Bio-essential elements such as P, N, Ni, Mo, Cd, Zn Co, Fe, and other trace metals may have played different but major roles as nutrients over geologic timescales. Their bioavailability is therefore critical in primary production, with significant implications for C and O cycles and, eventually, the evolution of life. However, there is ongoing disagreement about the conflicting role of some nutrients in early Earth's primary production. Despite collective efforts, major questions remain on how and why some elements became essential to building biomolecules, what controlled their provision to living organisms, and how different continental and atmospheric configurations contributed to this development.
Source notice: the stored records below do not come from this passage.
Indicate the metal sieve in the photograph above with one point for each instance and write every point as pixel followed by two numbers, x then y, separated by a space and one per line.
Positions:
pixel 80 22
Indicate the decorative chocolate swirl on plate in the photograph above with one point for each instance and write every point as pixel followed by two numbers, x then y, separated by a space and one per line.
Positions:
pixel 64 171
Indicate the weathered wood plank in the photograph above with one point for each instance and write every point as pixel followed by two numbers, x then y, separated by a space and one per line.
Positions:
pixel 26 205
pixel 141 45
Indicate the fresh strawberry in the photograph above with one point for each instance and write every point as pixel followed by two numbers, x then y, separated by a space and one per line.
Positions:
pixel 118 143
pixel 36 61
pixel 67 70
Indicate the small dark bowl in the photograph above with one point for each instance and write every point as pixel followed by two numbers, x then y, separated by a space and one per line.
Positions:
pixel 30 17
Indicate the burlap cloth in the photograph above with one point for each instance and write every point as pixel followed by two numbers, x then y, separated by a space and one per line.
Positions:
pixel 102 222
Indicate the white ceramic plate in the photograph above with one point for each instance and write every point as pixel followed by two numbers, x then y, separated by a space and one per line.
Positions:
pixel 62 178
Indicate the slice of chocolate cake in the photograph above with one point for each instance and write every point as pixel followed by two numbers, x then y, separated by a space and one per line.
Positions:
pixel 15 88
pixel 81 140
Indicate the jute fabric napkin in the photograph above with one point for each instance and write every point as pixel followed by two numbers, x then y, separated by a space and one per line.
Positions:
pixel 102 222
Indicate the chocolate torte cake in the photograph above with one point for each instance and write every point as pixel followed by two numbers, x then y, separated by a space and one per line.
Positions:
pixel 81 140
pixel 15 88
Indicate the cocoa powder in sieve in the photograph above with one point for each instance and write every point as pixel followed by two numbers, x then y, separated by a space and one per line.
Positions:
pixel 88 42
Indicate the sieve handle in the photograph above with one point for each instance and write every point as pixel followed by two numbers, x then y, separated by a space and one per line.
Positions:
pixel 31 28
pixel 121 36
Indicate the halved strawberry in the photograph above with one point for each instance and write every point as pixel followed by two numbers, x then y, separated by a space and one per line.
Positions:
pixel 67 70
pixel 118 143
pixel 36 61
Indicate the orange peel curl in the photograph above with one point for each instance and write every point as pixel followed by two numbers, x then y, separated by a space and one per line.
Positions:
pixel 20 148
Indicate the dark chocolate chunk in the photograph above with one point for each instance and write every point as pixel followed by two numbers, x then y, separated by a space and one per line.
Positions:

Aquatic (bio)chemical sediments such as carbonates, lithified microbial mats (microbialites and stromatolites), phosphates, cherts, and banded iron formations are abundant throughout Earth's history and may hold the key to studying the long-term evolution of dissolved bio-essential nutrients and interactions of the biosphere-atmosphere-hydrosphere systems with the geodynamical evolution of the Earth. Geochemical analyses of such archives are critical for extracting information on environmental conditions, geomicrobiological cycles, and post-depositional alteration in modern and ancient systems from natural materials' chemical and isotopic composition. We invite submissions that utilize geochemical and modeling, sedimentological and experimental approaches over a range of natural environments to address these questions and better understand the co-evolution of nutrients and other elemental supplies on Earth's habitats through deep time.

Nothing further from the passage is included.